Morgan Stanley (MS) Q2 2025 earnings summary
Event summary combining transcript, slides, and related documents.
Q2 2025 earnings summary
15 Apr, 2026Executive summary
Second quarter 2025 net revenues reached $16.8 billion, up 12% year-over-year, with net income of $3.5 billion and EPS of $2.13, capping a strong first half with $34.5 billion in revenue and $4.73 EPS year-to-date.
Return on tangible equity (ROTCE) was 18.2% for the quarter, with return on equity at 13.9%.
All business segments contributed to growth, with strong client activity, higher asset management revenues, and robust performance in wealth and institutional securities.
Wealth Management added $59 billion in net new assets and $43 billion in fee-based flows, with total client assets at $8.2 trillion.

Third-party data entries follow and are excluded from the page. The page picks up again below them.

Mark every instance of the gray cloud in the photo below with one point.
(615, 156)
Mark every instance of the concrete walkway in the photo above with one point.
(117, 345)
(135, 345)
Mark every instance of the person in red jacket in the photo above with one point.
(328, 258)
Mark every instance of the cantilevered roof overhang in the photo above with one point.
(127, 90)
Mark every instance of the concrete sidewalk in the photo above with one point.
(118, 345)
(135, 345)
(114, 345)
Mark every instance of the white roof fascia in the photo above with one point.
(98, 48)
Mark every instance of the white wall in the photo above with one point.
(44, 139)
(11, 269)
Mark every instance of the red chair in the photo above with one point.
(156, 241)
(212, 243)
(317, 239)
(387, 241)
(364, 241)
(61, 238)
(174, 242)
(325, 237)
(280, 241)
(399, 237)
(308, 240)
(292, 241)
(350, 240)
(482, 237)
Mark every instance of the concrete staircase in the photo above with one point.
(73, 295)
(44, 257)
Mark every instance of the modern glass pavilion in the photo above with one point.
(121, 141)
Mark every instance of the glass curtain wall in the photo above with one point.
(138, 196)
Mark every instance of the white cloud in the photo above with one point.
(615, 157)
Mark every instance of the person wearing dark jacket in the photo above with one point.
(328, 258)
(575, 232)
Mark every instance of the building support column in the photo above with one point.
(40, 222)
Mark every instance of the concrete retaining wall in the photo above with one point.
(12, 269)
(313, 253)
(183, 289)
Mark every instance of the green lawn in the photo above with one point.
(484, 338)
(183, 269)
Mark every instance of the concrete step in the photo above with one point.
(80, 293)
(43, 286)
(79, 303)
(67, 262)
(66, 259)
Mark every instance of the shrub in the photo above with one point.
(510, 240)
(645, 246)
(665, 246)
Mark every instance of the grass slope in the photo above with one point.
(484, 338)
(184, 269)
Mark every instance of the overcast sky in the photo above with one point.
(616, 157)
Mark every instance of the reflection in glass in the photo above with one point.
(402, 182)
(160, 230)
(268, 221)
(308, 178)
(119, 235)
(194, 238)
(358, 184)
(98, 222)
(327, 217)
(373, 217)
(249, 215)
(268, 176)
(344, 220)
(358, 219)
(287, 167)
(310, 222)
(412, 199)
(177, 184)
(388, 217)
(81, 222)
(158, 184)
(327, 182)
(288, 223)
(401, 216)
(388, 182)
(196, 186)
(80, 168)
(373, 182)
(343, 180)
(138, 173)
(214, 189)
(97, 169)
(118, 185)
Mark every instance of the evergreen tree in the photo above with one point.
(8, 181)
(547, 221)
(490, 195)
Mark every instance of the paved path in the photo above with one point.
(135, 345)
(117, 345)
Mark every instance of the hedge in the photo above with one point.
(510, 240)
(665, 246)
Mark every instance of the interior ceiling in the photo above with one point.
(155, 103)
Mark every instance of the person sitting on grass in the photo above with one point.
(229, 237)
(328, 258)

Quarterly dividend increased to $1.00 per share, and a new $20 billion share repurchase program was authorized.
Financial highlights
Institutional Securities net revenues were $7.6 billion, with strong performance in equities ($3.7 billion) and fixed income ($2.2 billion).
Wealth Management net revenues were $7.8 billion, up 14% year-over-year, with a record pre-tax profit of $2.2 billion and a 28.3% margin.
Investment Management net revenues increased 12% year-over-year to $1.6 billion, driven by higher AUM and positive long-term net flows.
Net new assets in Wealth Management were $59 billion, despite a $22 billion tax outflow headwind.
Provision for credit losses increased to $196 million from $76 million year-over-year, reflecting portfolio growth and macroeconomic outlook.
Outlook and guidance
Management remains constructive on the market environment, expecting continued asset gathering, healthy investment banking pipelines, and durable long-term returns.
NII is expected to remain stable in the near term, with lending growth and sweep balances as key drivers.
The firm anticipates a tax rate of approximately 24% in the second half of the year.
Expected SCB to decrease to 5.1% from October 2025, lowering the aggregate CET1 ratio requirement to 12.6%.
Management continues to monitor regulatory developments that may impact capital requirements and leverage ratios.